Paveglio's study, which was funded by the National Science Foundation, appears in the latest Journal of Environmental Management.
Working with colleague Tony Prato at the University of Missouri and others, Paveglio built a model predicting future wildfire-related losses based on current development trends, fire patterns and projected climate change up to the year 2059. The county has grown dramatically in the past two decades, with many people drawn to environmental amenities like Glacier National Park, Flathead Lake, national forests and ski resorts.
"You can be in a portion of Flathead County and be as rural as you would expect anywhere in the Northwest," says Paveglio, "but you can also be up by Whitefish and be around one of the early financiers of Google."
Rural residents have been threatened by blistering wildfires, including two 50,000-acre-plus fires in 2003 and the 99,090-acre Chippy Creek Fire in 2007.

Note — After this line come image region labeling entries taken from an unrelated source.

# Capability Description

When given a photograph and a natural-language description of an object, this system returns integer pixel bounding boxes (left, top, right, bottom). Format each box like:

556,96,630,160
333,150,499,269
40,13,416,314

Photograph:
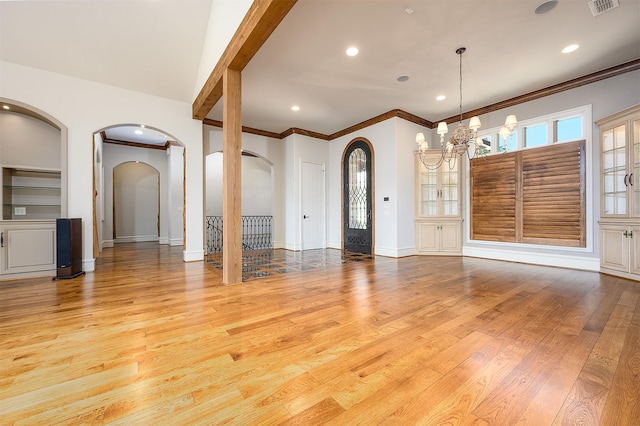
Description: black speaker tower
53,218,84,280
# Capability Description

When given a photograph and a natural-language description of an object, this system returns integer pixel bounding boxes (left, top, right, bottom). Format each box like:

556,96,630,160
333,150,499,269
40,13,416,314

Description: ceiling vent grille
588,0,620,16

Paveglio and his colleagues focused on current land-use policies and built a model estimating potential wildfire-related residential losses. The model predicted that, under the land-use policies of 2010, residential losses would increase 17-fold by 2059 with cumulative losses of more than $79 million.

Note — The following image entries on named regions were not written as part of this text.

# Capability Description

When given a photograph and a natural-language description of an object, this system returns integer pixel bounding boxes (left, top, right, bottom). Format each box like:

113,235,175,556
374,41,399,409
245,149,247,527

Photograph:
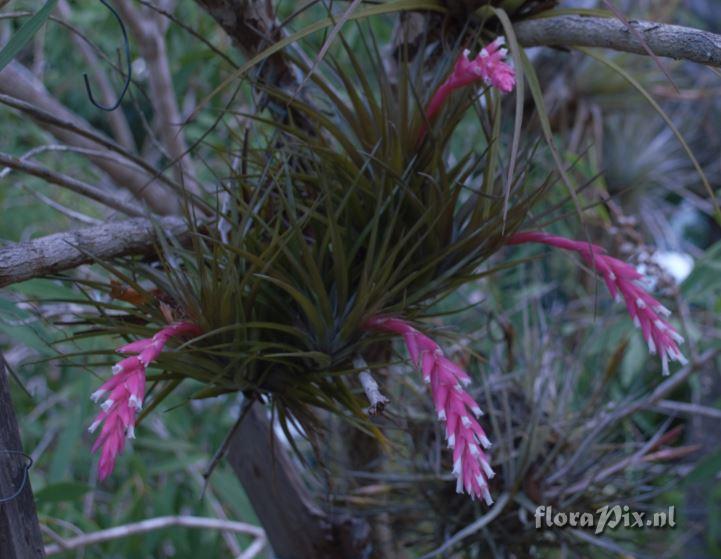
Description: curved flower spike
89,322,201,481
421,37,516,132
365,316,495,505
506,231,687,375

Under increased but still "moderately restrictive" policies, residential losses from wildfire increased 10-fold. Highly restrictive policies showed a nine-fold increase in losses—less than with the other two policies, but not much improvement over the moderately restrictive ones.
The findings apply only to Flathead County, not other parts of the West, says Paveglio. But the researchers' model can be applied to other places using data specific to those regions, he says.
Paveglio says the researchers focused on the county's overall land-use policies with an eye toward building a flexible tool that can consider wildfire risk in concert with more typical planning criteria like environmental concerns and aesthetics.
"For any planner, there are going to be a lot of trade-offs," he says. "Fire is just one of the things that they have to deal with. So this is one tool that they can look at, but ultimately they're going to be making a decision based on a lot of things."
If communities want to concentrate on just the impact of wildfire, they will need to look at a different set of tools besides conventional land-use planning.
"This is an effective first step in showing that land-use policies can help," he says. "Now we need to explore how much fire-specific policies contribute to reducing residential losses."